From the Memoirs of President WW Blair

November 3.

Soon after we had crossed the Mississippi River I lost my Book of Mormon,
which I had been reading at intervals as opportunity offered, and I felt
keenly my loss, because I had prepared in it a copious index of subjects
and made many marginal notes and references also. All the way across the
state of Iowa, a distance of nearly three hundred miles, I had mourned my book
as lost for ever. But on Sunday, at our meeting in Galland's Grove, Father
Holcomb came to me and said, "Is this your book, Brother Blair?" "Yes,"
said I, "that is my Book of Mormon. Where did you get it?" "My son, Zach,
found it in the road between here and Harlan," he replied. Here was a mystery, indeed; for we had searched every nook and corner in and about our carriage, time and time again; but all in vain.
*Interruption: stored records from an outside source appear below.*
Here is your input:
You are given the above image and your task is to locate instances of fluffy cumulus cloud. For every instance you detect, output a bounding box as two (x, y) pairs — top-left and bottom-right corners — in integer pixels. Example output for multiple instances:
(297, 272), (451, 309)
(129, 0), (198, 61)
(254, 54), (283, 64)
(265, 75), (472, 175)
At the close of the meeting Father William Jordan came forward and urgently requested me to visit his neighborhood and
preach, for a family from Illinois had just settled there, and the man, an
infidel, had found a Book of Mormon soon after crossing the Mississippi at
Davenport, had read it by the way coming across the State, and said he found it the best religious book he ever read, one he could give his family without
fear of their being hurt by its contents, but that he had lost it after
leaving Harlan, and he now desired to learn more about it and the people who believed in and taught it.

Now the mystery was solved. My Book of Mormon, by* the providence of heaven, had been doing mission work when and where I least suspected; and good work it did, for this gentleman and his family were no little
profited by it, the Saints finding in him and his family good friends and
neighbors, some of them uniting with the church, I believe.